Obligations du mandataire en matière de présentation des prix

La présentation des prix constitue un élément fondamental dans la relation entre le mandataire et son client. Qu’il s’agisse d’un agent immobilier, d’un courtier ou de tout autre professionnel agissant au nom d’autrui, le mandataire est soumis à un cadre juridique strict concernant l’affichage et la communication des prix. Ces obligations, issues tant du droit de la consommation que du droit civil, visent à protéger le consommateur contre les pratiques trompeuses et à garantir une transparence optimale dans les transactions. Le non-respect de ces règles expose le mandataire à des sanctions civiles et pénales significatives, pouvant aller jusqu’à la nullité du mandat ou des poursuites judiciaires.

Cadre juridique des obligations de présentation des prix

Le mandataire, dans l’exercice de sa mission, est encadré par un ensemble de textes législatifs et réglementaires qui définissent précisément ses obligations en matière de présentation des prix. Ce cadre normatif, en constante évolution, s’est progressivement renforcé pour offrir une protection accrue aux consommateurs.

Le Code de la consommation constitue le socle principal de ces obligations. L’article L.112-1 impose que tout vendeur de produits ou prestataire de services informe le consommateur sur le prix de vente et les conditions particulières de la vente. Cette information doit être claire, lisible et compréhensible. La loi Hamon du 17 mars 2014 a considérablement renforcé ces dispositions en imposant une transparence totale sur les prix et les services associés.

Pour les agents immobiliers, la loi Hoguet du 2 janvier 1970 et son décret d’application du 20 juillet 1972 prévoient des dispositions spécifiques. Ils doivent mentionner leur qualité de mandataire et le montant de leur rémunération dans toute publicité portant sur un bien immobilier. De même, le décret n°2017-1434 du 29 septembre 2017 relatif aux obligations d’information des opérateurs de plateformes numériques a étendu ces obligations au domaine digital.

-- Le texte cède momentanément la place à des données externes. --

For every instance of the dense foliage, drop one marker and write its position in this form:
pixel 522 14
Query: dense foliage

Dans le secteur financier, le Code monétaire et financier ainsi que le règlement général de l’Autorité des Marchés Financiers imposent aux intermédiaires des obligations strictes de transparence tarifaire. Les courtiers en assurance sont, quant à eux, soumis au Code des assurances qui prévoit des dispositions similaires.

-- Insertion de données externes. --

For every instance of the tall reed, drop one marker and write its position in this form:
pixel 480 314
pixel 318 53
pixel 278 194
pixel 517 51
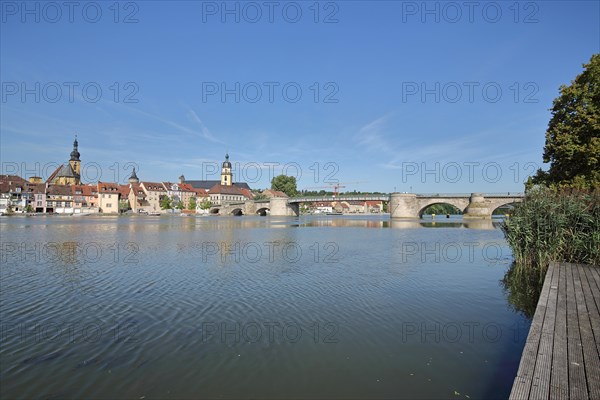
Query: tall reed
pixel 554 226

La jurisprudence a progressivement précisé ces obligations. Dans un arrêt du 18 mars 2014, la Cour de cassation a rappelé que l’absence d’information sur le prix constitue une cause de nullité du mandat. De même, dans une décision du 12 janvier 2017, elle a confirmé que le mandataire engage sa responsabilité s’il présente des prix erronés ou trompeurs.

Évolution législative récente

Les réformes successives ont considérablement renforcé les obligations des mandataires. La directive européenne 2019/2161 dite « Omnibus », transposée en droit français par l’ordonnance n°2021-1734 du 22 décembre 2021, a notamment introduit de nouvelles exigences concernant l’affichage des prix lors des soldes ou des promotions, imposant la mention du prix de référence.

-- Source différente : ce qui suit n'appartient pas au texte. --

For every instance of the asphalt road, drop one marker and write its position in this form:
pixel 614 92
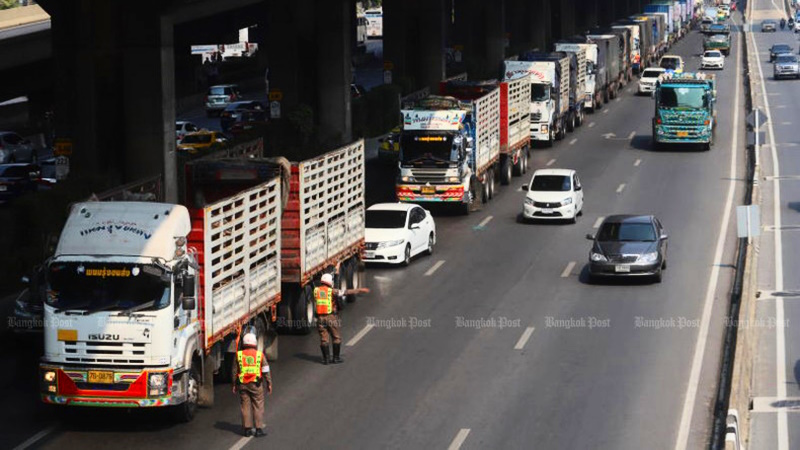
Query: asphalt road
pixel 606 366
pixel 776 384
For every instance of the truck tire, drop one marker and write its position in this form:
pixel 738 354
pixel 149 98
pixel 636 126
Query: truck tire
pixel 507 169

  • Renforcement des sanctions administratives en cas de non-respect
  • Extension des obligations aux plateformes numériques
  • Harmonisation des règles au niveau européen

Principes fondamentaux de la présentation des prix

La présentation des prix par le mandataire doit respecter plusieurs principes fondamentaux qui garantissent une information loyale et transparente du consommateur. Ces principes constituent le socle minimal des obligations du mandataire, quelle que soit la nature de son activité.

Le principe de transparence impose que le prix soit présenté de manière claire et non équivoque. Selon une jurisprudence constante de la Cour de Justice de l’Union Européenne, toute ambiguïté dans la présentation du prix est interprétée en faveur du consommateur. Ce principe exige que tous les éléments constitutifs du prix soient présentés simultanément, sans dissimulation d’informations.

Le principe d’exhaustivité requiert que le mandataire communique l’intégralité des coûts associés à la transaction. Dans un jugement du Tribunal de Commerce de Paris du 4 octobre 2019, il a été rappelé qu’un courtier en crédit immobilier avait manqué à ses obligations en n’indiquant pas clairement le montant total des frais annexes. Cela comprend non seulement le prix principal, mais aussi les frais accessoires, les commissions et les taxes applicables.

Le principe de véracité interdit toute présentation trompeuse des prix. Le mandataire ne peut annoncer un prix qu’il sait ne pas correspondre à la réalité du marché ou aux intentions de son mandant. La Direction Générale de la Concurrence, de la Consommation et de la Répression des Fraudes (DGCCRF) sanctionne régulièrement les professionnels qui utilisent des techniques de « prix d’appel » sans stock disponible ou qui annoncent des réductions fictives.

Le principe d’accessibilité de l’information tarifaire exige que le prix soit visible et lisible, sans que le consommateur ait à effectuer des démarches complexes pour y accéder. Dans le domaine numérique, cela implique que le prix soit affiché dès la première page de présentation du produit ou service, sans nécessiter de multiples clics.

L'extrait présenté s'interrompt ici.